Stanford researchers and collaborators have developed M, a modular serving system designed to handle the complex, multi-component architectures of modern multimodal models. Unlike traditional systems built solely for text-based autoregressive loops, M models requests as a series of "Walks" on a dataflow graph. This allows the system to support structurally diverse models—such as speech-to-text systems, omni-models, and world models—using a unified runtime. In performance benchmarks, M achieved nearly 2.7x higher throughput compared to vLLM-Omni and 4x higher throughput than SGLang-Omni while maintaining lower request time to first token (RTF) on the Qwen3-Omni text-to-speech workload.
Modern composite models often require non-autoregressive loops, internal parallelism, and input-dependent execution paths, which current serving stacks struggle to manage efficiently without bespoke glue code. M addresses these challenges by generalizing model components as graph nodes connected by tensor edges. Developers define the model as a graph and write a small state machine to determine the sequence of Walks for a given request. The M runtime then handles physical concerns including placement, scheduling, batching, and tensor transport, enabling developers to modify model topology without altering the core computation logic.
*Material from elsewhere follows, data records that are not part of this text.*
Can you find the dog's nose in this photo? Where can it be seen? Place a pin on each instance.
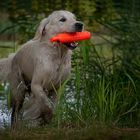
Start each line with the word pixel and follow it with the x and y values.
pixel 78 26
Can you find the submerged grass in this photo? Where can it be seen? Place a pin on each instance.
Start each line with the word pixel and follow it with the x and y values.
pixel 92 132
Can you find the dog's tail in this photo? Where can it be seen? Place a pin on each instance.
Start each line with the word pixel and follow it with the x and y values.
pixel 5 67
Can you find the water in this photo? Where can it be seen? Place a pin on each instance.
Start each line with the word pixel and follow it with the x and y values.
pixel 4 114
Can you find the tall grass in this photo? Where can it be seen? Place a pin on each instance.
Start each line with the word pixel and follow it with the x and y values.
pixel 99 90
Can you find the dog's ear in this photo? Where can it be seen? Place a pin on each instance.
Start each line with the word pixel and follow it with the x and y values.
pixel 41 31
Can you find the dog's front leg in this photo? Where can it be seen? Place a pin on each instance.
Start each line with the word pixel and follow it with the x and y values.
pixel 42 107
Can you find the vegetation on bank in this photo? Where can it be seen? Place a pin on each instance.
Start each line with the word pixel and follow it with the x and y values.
pixel 104 84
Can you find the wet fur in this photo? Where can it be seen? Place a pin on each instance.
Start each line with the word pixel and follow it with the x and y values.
pixel 42 65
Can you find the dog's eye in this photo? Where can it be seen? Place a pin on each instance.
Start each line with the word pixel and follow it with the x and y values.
pixel 63 19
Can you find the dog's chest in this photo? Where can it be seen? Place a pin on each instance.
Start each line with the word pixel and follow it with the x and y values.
pixel 59 70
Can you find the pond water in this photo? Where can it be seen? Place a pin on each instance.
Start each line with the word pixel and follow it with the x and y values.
pixel 4 114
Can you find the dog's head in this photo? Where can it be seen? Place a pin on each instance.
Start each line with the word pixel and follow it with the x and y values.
pixel 58 22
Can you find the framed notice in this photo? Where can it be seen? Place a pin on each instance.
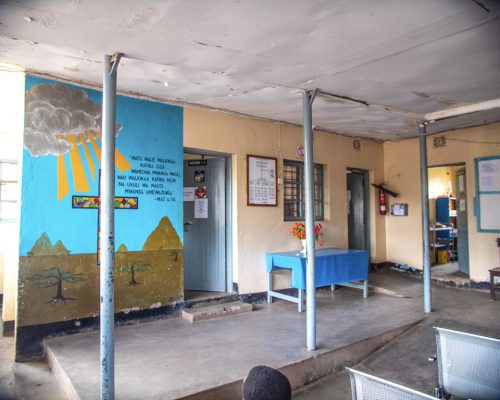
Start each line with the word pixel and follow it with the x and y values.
pixel 487 205
pixel 262 181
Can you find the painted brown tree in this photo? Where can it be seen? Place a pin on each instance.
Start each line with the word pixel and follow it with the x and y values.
pixel 55 277
pixel 133 268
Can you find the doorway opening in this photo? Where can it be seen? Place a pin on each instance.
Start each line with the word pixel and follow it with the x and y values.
pixel 207 225
pixel 358 198
pixel 448 221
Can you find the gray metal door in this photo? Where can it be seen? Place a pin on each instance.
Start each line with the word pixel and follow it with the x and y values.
pixel 462 229
pixel 357 219
pixel 204 228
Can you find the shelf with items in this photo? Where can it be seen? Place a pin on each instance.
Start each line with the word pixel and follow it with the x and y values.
pixel 447 242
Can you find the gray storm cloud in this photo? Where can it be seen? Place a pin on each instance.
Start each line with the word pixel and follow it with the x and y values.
pixel 53 113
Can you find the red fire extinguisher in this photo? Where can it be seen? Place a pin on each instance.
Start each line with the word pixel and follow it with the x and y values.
pixel 381 196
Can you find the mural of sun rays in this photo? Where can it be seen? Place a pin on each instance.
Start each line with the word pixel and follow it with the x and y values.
pixel 80 174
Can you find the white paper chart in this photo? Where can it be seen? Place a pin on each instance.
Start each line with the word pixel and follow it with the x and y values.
pixel 261 181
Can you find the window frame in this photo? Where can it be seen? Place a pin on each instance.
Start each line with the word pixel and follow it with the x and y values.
pixel 318 188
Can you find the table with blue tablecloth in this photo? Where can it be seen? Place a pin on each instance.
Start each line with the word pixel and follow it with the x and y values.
pixel 333 267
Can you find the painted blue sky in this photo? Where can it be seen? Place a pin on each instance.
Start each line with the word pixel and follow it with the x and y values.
pixel 148 129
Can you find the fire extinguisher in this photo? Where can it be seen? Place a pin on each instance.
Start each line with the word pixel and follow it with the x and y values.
pixel 381 196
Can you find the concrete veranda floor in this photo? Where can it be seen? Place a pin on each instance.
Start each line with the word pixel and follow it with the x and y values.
pixel 172 358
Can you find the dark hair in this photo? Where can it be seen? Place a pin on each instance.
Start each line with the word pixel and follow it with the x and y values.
pixel 265 383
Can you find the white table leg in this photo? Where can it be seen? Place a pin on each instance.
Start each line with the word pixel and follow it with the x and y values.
pixel 269 286
pixel 301 300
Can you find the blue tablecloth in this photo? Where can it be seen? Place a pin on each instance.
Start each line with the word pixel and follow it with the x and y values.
pixel 333 266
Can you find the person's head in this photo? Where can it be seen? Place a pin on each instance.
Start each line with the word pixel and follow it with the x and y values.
pixel 265 383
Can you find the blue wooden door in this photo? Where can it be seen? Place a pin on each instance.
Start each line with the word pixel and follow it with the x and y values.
pixel 204 231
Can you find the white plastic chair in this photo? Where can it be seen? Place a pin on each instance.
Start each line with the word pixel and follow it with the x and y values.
pixel 469 365
pixel 368 387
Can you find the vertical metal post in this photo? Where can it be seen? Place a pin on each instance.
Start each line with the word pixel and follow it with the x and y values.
pixel 107 256
pixel 425 217
pixel 307 100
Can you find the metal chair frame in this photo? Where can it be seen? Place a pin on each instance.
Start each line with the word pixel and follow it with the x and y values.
pixel 468 365
pixel 368 387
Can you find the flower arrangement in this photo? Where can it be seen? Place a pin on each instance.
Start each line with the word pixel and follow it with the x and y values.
pixel 299 231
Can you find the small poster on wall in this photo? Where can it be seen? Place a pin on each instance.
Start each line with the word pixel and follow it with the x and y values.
pixel 262 181
pixel 201 208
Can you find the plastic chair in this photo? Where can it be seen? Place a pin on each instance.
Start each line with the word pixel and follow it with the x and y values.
pixel 368 387
pixel 469 365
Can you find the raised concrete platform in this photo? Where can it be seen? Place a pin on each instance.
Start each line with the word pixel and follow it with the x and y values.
pixel 173 359
pixel 176 359
pixel 206 312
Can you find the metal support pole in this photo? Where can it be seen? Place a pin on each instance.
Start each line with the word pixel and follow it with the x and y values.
pixel 308 98
pixel 107 243
pixel 425 217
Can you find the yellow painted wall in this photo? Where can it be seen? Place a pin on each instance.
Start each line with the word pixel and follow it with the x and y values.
pixel 11 134
pixel 258 230
pixel 404 235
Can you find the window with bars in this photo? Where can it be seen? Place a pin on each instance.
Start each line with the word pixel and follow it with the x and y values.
pixel 294 194
pixel 8 190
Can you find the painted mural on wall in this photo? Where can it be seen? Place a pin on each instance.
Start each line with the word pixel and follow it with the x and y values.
pixel 59 254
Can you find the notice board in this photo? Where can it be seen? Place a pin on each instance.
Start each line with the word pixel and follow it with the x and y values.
pixel 262 181
pixel 488 194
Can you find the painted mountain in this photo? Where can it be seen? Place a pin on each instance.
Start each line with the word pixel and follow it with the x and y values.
pixel 43 247
pixel 164 237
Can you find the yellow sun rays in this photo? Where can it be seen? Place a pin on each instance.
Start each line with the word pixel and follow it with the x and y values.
pixel 80 180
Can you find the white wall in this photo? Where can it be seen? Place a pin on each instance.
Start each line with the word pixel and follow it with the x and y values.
pixel 11 136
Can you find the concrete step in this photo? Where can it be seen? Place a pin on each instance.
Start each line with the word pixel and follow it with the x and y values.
pixel 34 381
pixel 202 313
pixel 320 364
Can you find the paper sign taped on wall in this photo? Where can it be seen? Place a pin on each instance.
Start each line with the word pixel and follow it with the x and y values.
pixel 188 194
pixel 201 208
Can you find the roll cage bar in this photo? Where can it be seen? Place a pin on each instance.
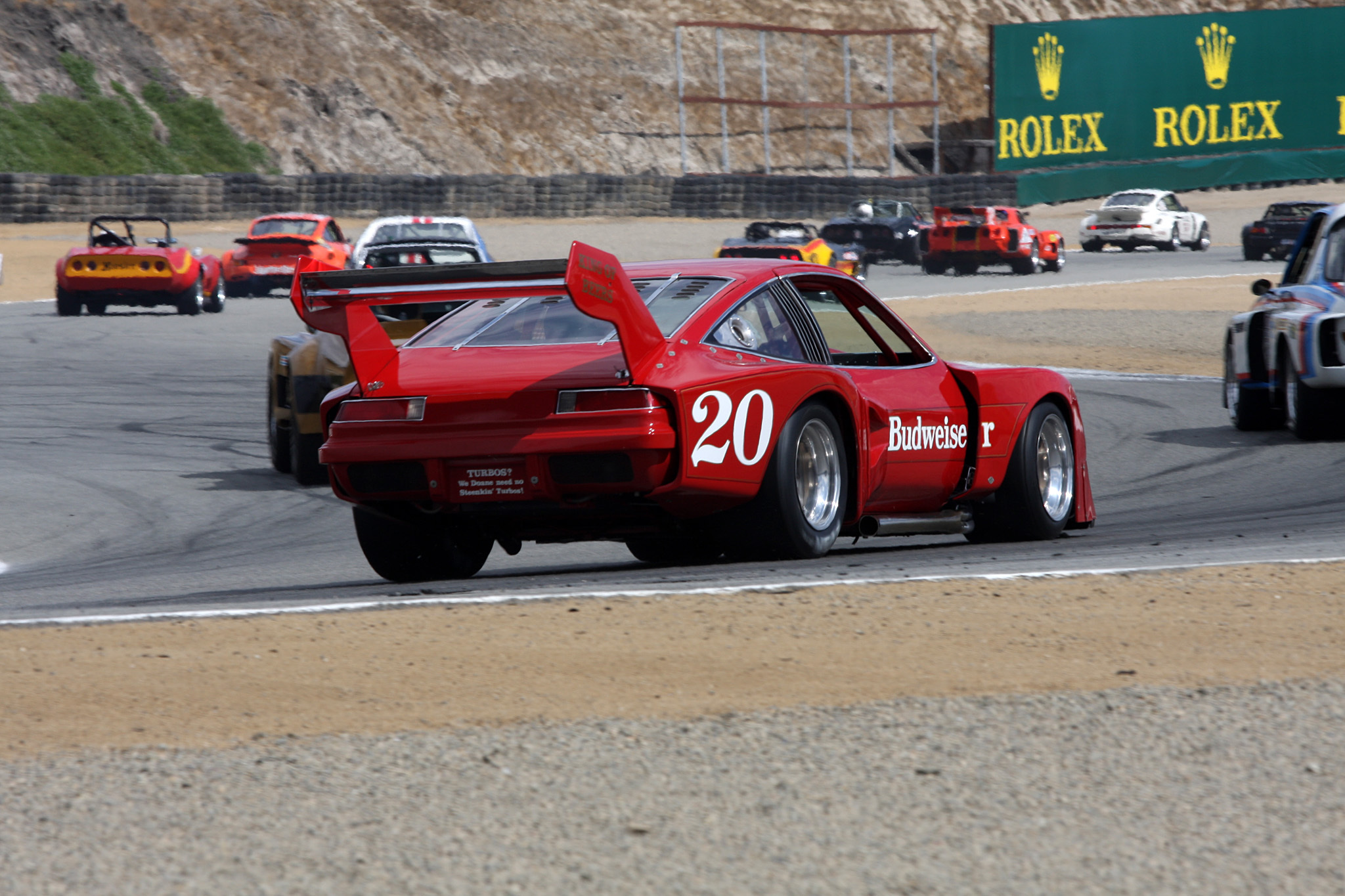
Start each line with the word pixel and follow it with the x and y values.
pixel 101 236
M introduces generic primitives for loops and parallelism that apply across various model architectures. For instance, M supports classifier-free guidance (CFG) by allowing developers to express parallel branches of computation, which the runtime then executes across different GPU ranks. Furthermore, the system treats streaming as a first-class operation; by using predefined chunk policies, components such as a Thinker, Talker, and codec can overlap in time, enabling incremental output generation. M also decouples logical model definitions from physical placement, allowing users to move components or shard specific nodes across GPUs using a single YAML configuration file, significantly improving flexibility for complex model deployments.